The new fuel ceiling price mechanism, in which fuel prices will be announced on a weekly basis instead of monthly, will begin on March 29, the New Straits Times reports.

Minister of domestic trade, cooperatives and consumerism (KPDNKK) Datuk Seri Hamzah Zainuddin said the announcements will be made every Wednesday, with the new weekly prices coming into effect at midnight the following day.

“Following recent discussions with petrol companies, the government has agreed to announce the new prices for petrol and diesel on a weekly basis, every Wednesday,” he said. The prices will be based on global oil market rates.

When the new system was first announced earlier this month, it was reported that fuel retailers will be able to follow the ceiling prices or set them lower. This was reiterated by Hamzah in his announcement of the kickoff date today. “Private companies and petrol station retailers who wish to offer discounts from the fixed prices can do so by getting the approval from the ministry,” he told reporters.

In the earlier report, Hamzah had said that the government is determining the fuel price to avoid it exceeding the correct market price. “In reality, what second finance minister Datuk Seri Johari Abdul Ghani and I are doing, is to ensure the people know what had been determined by the Petroleum Dealers Association of Malaysia,” he stated.

The idea of setting a fuel ceiling price was first announced in February, with Johari suggesting it as a means to tackle the issue of escalating fuel prices. At that point, the price of RON 95 had been raised two months in a row, effectively up 40 sen compared to December 2016 (RM2.30 vs RM1.90 per litre).

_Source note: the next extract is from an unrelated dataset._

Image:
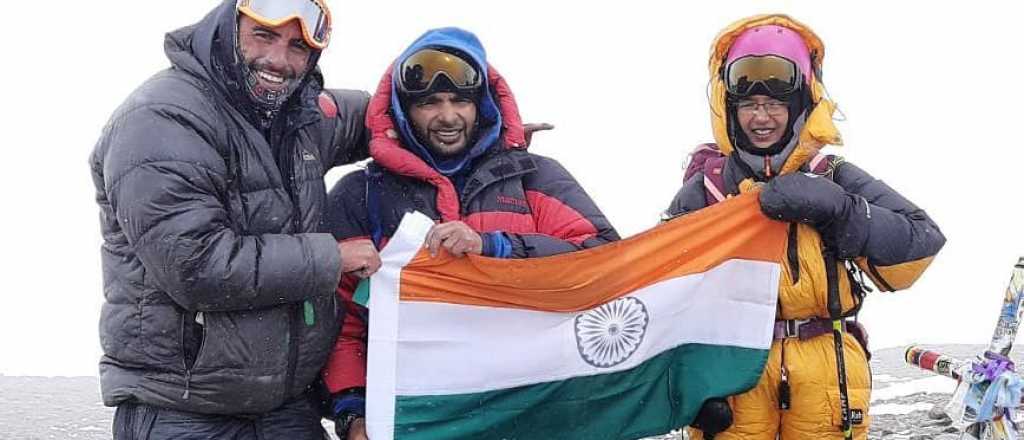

The Petrol Dealers Association of Malaysia (PDAM) was initially unhappy about the move, but later said it welcomed the implementation of the weekly price revisions. It had in the past mooted the idea of a weekly system, saying that the current monthly system could cause fuel retailers to incur heavy losses and that weekly price updates (of smaller fluctuations) would not be “too noticeable” for motorists.